Unpublished ‘Tupperware erotica’ novel prompts fierce contest for TV rights

A much-hyped novel about a housewife who uses Tupperware parties to secretly smuggle erotic stories to her friends and neighbours is causing a stir in the television world, igniting a fierce bidding contest over the right to adapt it for the small screen.

Wet Ink, a novel by the 33-year-old London-based author Abigail Avis, is not scheduled to be published until the spring 2027, but industry insiders said a fierce auction between six major production companies had already taken place for the TV rights.
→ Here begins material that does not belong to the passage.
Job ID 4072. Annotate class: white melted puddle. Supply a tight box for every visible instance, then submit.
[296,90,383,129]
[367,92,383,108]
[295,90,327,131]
Insiders said the demand was a sign of the continuing importance to production companies of hunting down new content, as competition has intensified with the rise of the streamers. There has also been a recent trend of books by female writers to be the subject of ferocious auctions.

Two things:
  1. Congrats to the author.
  2. “Tupperware erotica” is an unlikely phrase.
 
Rocco (of the Writing Group) actually proposed a Tupperware story for Literotica a few months ago (at a meeting of the WG). At the time, they were in bankruptcy, but I believe they have since been acquired.

--Annie
 
Love this reference. I used it in a story once and had to really argue with my (Canadian) editor to leave it in.
Not surprised. They have cleaned up their act, but after 30+ years, I cannot stop using this nickname.

For those who don't get the reference: The Guardian is a UK-based newspaper (now with US and Australian online editions) that was notorious for its typographical errors, hence the nickname, first used by the satirical magazine Private Eye in 1971.

EDIT: in checking that I had the origin of the name correct, I discovered that the domain grauniad.co.uk has been registered by the newspaper itself.
 
A much-hyped novel about a housewife who uses Tupperware parties to secretly smuggle erotic stories to her friends and neighbours is causing a stir in the television world, igniting a fierce bidding contest over the right to adapt it for the small screen.

This feels less like fiction and more like a real account of the author, as in, the author was the erotica peddler.